Multiplexing Implementation

Currently Mazda uses CAN communication language protocol to communicate with the PCM.

Permanent DTC

The software stores a permanent DTC in non-volatile random access memory (NVRAM) whenever a DTC is set and the malfunction indicator lamp (MIL) has been illuminated. Permanent DTCs can only be cleared by the module strategy itself. After a permanent DTC is stored, 3 consecutive test passed monitoring cycles must complete before the permanent DTC can be erased. The PCM clears the permanent DTCs after one monitoring cycle if a request to clear DTCs is sent by the scan tool and the test subsequently runs and passes. A permanent DTC cannot be erased by clearing the keep alive memory (KAM). The intended use of the permanent DTC is to prevent vehicles from passing an in-use inspection simply by disconnecting the battery or clearing the DTCs with a scan tool prior to the inspection. The presence of the permanent DTCs at an inspection without the MIL illuminated is an indication that a correct repair was not verified by the on-board monitoring system.
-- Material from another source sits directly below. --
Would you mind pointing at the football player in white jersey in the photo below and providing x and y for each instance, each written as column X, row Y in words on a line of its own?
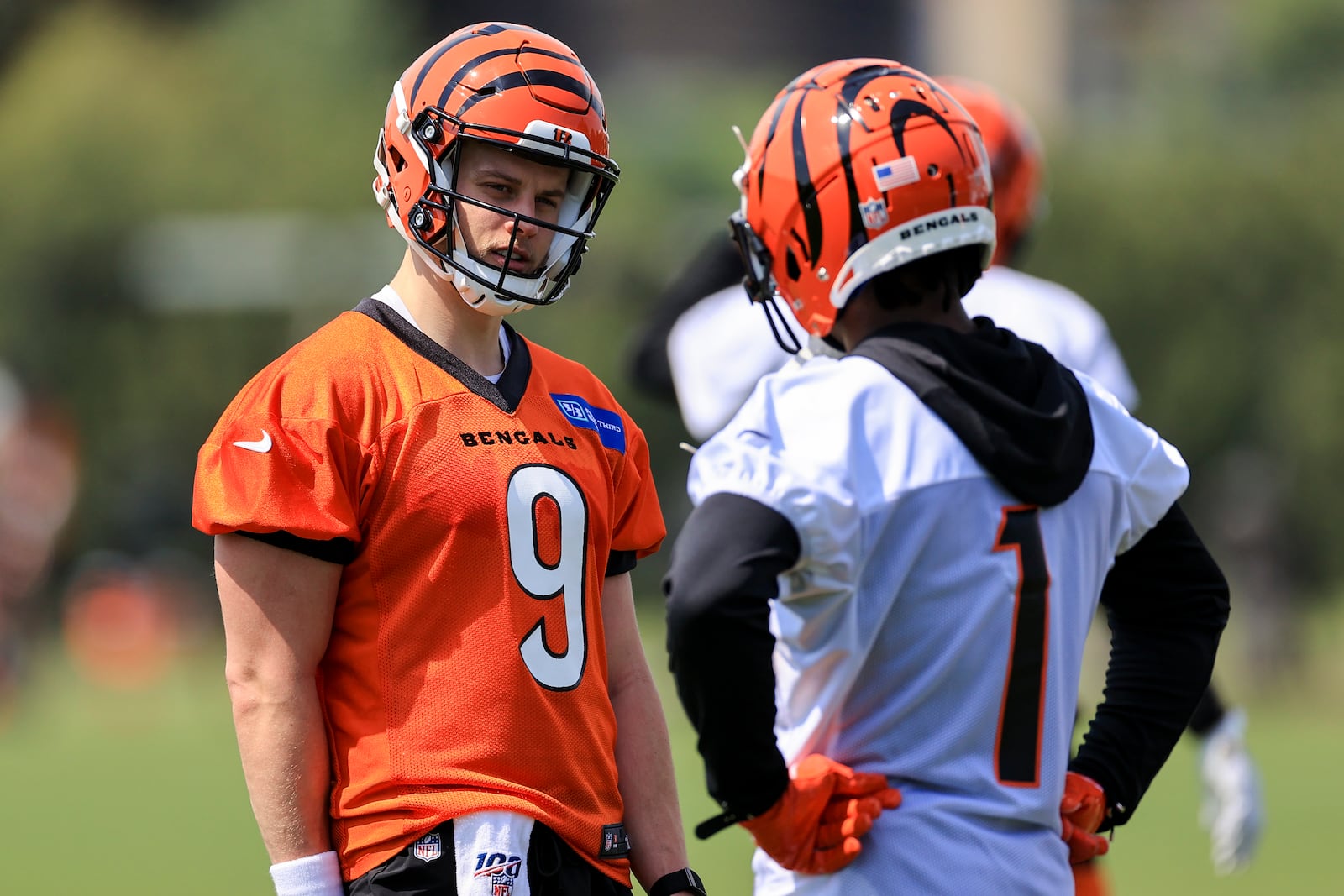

Evaporative Emission (EVAP) Systems

Overview

The EVAP system prevents fuel vapor build-up in the sealed fuel tank. Fuel vapors trapped in the sealed tank are vented through the vapor valve assembly on top of the tank. The vapors leave the valve assembly through a single vapor line and continue to the EVAP canister for storage until the vapors are purged to the engine for burning.
All applications required to meet on-board diagnostics (OBD) regulations use the enhanced EVAP system. Some applications also incorporate an on-board refueling vapor recovery (ORVR) system. See Description and Operation for specific information on the description and operation of the evaporative emissions system.

Enhanced Evaporative Emission (EVAP) System

The enhanced EVAP system consists of a fuel tank, fuel filler cap, fuel tank mounted or in-line fuel vapor control valve, fuel vapor vent valve, EVAP canister, fuel tank mounted or fuel pump mounted or in-line fuel tank pressure (FTP) sensor, EVAP canister purge valve or vapor management valve (VMV), intake manifold hose assembly, EVAP canister vent (CV) solenoid, PCM and connecting wires, and fuel vapor hoses. The enhanced EVAP system, including all the fuel vapor hoses, can be checked when a leak is detected by the PCM.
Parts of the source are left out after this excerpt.